La classe populaire va mal, et les grandes centrales syndicales, qui ont décidé de mettre la pression. Dans le Nordeste, qui est la base électorale du PT, l’incompréhension et le mécontentement s’installent. 2014 a été économiquement très difficile. La géniale Dilma a été réélue sur la confiance, mais maintenant la population, qui vient de se faire infliger un plan de rigueur, attend des résultats.

De l’autre côté, on trouve à la manœuvre la Droite de la revanche, camouflée en « Parti de la social-démocratie brésilienne » (PSDB), plantée dans ses places fortes du Sud, et spécialement à Sao Paulo, qui a perdu les élections, et cherche à se refaire une santé, décidée à tout faire pour accéder au pouvoir dans quatre ans. Comme au bon vieux temps, c’est le jeu de la rue contre les élections. Douze ans de pouvoir du PT, avec une société brésilienne transformée, ça ne passe pas. Non mais c’est vrai : imaginez dans un grand pays, un modèle économique qui associe le développement et la solidarité ? Avec des dirigeants populaires et courageux, qui se font réélire ? Non, soyons sérieux, c’est un mauvais épisode, auquel il faut mettre fin le plus tôt possible.

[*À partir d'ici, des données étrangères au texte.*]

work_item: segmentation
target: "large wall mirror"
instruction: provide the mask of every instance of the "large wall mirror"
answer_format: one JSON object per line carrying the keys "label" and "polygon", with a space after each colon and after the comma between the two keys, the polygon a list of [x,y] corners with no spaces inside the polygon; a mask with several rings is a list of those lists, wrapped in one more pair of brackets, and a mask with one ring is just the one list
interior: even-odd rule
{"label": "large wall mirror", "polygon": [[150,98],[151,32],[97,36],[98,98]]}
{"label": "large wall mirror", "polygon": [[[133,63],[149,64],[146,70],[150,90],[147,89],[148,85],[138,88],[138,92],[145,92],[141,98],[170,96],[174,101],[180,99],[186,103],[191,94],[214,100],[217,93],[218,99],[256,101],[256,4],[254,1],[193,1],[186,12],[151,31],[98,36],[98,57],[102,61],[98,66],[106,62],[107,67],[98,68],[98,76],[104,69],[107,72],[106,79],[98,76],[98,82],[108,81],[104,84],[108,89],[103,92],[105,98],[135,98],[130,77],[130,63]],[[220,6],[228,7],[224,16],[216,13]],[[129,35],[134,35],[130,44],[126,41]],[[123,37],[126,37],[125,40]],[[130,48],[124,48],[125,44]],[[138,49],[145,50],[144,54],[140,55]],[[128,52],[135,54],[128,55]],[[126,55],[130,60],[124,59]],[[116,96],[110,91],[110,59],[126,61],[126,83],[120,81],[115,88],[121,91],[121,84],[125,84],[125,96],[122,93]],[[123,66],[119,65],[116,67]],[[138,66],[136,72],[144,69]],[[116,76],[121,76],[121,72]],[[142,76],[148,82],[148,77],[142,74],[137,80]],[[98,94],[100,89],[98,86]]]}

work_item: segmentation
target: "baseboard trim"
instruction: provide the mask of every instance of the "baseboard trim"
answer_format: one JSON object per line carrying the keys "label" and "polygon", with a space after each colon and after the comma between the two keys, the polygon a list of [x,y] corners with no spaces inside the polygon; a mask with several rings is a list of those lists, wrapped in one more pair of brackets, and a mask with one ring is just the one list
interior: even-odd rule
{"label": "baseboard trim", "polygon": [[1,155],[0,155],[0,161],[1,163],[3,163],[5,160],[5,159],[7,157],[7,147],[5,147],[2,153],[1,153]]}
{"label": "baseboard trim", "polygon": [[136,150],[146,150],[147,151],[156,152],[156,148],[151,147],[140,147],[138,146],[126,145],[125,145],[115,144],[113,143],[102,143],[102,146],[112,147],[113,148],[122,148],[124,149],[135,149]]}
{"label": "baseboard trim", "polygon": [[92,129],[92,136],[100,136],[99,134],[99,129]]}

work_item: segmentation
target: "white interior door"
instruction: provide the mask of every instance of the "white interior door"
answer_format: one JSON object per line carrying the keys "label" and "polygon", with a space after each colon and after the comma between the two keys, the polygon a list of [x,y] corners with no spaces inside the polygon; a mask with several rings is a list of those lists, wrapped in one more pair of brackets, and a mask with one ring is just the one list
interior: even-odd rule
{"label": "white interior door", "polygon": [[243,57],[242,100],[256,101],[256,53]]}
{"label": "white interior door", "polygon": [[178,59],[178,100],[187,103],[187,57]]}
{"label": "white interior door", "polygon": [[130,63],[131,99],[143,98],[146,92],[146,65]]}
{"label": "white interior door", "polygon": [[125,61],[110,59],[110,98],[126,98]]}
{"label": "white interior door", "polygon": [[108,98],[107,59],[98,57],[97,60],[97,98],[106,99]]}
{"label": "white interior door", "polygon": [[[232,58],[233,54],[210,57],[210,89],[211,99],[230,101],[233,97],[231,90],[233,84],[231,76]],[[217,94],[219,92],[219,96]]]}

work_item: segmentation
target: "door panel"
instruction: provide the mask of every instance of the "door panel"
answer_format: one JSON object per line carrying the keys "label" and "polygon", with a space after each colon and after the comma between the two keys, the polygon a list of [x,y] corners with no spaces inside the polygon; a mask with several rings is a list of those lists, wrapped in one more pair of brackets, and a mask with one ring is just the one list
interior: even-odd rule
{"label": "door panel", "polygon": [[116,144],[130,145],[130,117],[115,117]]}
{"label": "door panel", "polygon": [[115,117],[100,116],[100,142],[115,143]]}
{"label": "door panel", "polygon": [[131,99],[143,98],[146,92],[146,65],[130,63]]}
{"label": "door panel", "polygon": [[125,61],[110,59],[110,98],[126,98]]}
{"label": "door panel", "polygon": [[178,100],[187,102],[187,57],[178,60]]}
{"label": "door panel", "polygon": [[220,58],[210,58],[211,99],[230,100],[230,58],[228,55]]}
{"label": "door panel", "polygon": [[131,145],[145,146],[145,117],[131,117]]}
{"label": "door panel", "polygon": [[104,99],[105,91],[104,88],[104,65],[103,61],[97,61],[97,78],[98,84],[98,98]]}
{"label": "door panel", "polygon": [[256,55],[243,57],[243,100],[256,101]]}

D’où la volonté de tout faire pour souffler sur les braises du scandale, car en fait c’est sur l’économie que tout va se jouer, et là, Dilma est une experte.

Si le Brésil lâche, et repasse dans la main US, les dégâts seront considérables, et pas qu’au Brésil. Alors, oui, j’espère que Dilma va tenir le coup. Tout va se jouer sur l’économie : si ça repart, le scandale Petrobas sera has been.